Nation acquires land on Pawhuska’s Main Street for future health complex

A concept drawing for an Osage Nation Public Outdoor Health Complex project shows multiple ballfields and an outdoor stage. The layout of the park could still change pending the acquisition of more property. Phase one of construction will require remediation of any soil areas that contain harmful contaminants as well as historical surveys, followed by demolition, then construction, according to ON Director of Operations Casey Johnson. Courtesy Photo

The Osage Nation is continuing its land acquisition efforts in Pawhuska to make way for a new health complex on the city’s south side.

On Sept. 22, Principal Chief Geoffrey Standing Bear signed documents closing on a property located at 508 E. Main St., according to a news release. The property acquisition is part of a series of strategic purchases to make space for an Osage Nation Health Complex.

The property was previously owned by Eugene J. Smith, Jr. and Mark S. Smith, Jr. Standing Bear signed the documents on behalf of the ON Health Authority Board, which is working on the land acquisition negotiations with the Executive Branch, including Assistant Principal Chief Raymond Red Corn.

“This is the next to last property to be acquired for the complex,” Red Corn said in the release. “This purchase, along with other previous purchases, will result in Osage ownership of all property on the south side of Main Street, from Lynn Avenue to Prudom Avenue. We appreciate the community supporting our efforts as we work to create a much-needed health complex for this area.”

Attendees of the closing included Congresswoman Pam Shaw, Red Corn, Congressional Speaker Angela Pratt, Standing Bear, Attorney General Clint Patterson and Natasha Yancey of ON Real Estate Services.

Red Corn also acknowledged the Health Authority Board for its work on the plans thus far. “The Osage Nation Health Authority Board worked diligently with Executive leadership in negotiations for these properties. The efforts of Chairwoman (Cindra) Shangreau, Cecelia Tallchief and Michael Bristow over the past year are recognized as we approach the end of the acquisition process for these properties,” he said in the release.

The latest land acquisition comes as the Nation seeks more grant funding to build the health complex featuring sports and recreation amenities as part of improving health for those living on the Osage Reservation. On Aug. 19, the Executive Branch hosted a public input meeting regarding the proposed outdoor health complex and sought feedback through an online survey that has since closed.

At the input meeting, the Executive Branch said it has accumulated $7 million from various sources for a health complex and is applying for a grant through the Oklahoma Department of Tourism and Recreation for more funding.
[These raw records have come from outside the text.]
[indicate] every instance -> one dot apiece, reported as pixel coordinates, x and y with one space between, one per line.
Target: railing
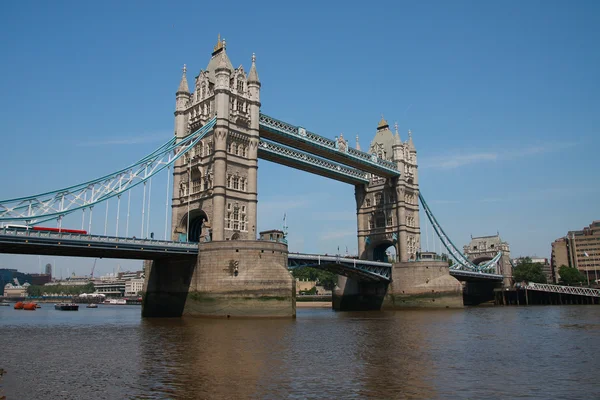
308 159
581 291
337 259
301 133
93 238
According to the 63-page Public Outdoor Health Complex Survey response report, 331 people completed the survey and the responses were overwhelmingly in favor of the health complex. The questions ranged from whether respondents felt there were adequate opportunities for outdoor physical activities for youth and adults within the area (such as ballfields, playgrounds, etc.) to whether respondents’ families would go see a performance at an outdoor pavilion. 

A letter of support from Oklahoma Lt. Gov. Matt Pinnell was sent to the Osage Nation on Sept. 27. He said a community outdoor health complex would provide space for the public to practice and play, offering enormous physical, social and mental health benefits.

“The initial plan includes sports fields, playgrounds and other public amenities this will give the citizens of Osage County healthy and exciting opportunities to participate in healthy recreation outside of their homes,” he said. “Oklahoma has already seen the positive effects of Outdoor Health Complex facilities in cities such as Broken Arrow, Owasso, and Tulsa. Each of these cities saw a positive increase in physical and mental health, while also providing an opportunity to recover economically by generating revenue for small businesses and aid impacted industries such as tourism, travel, and hospitality.”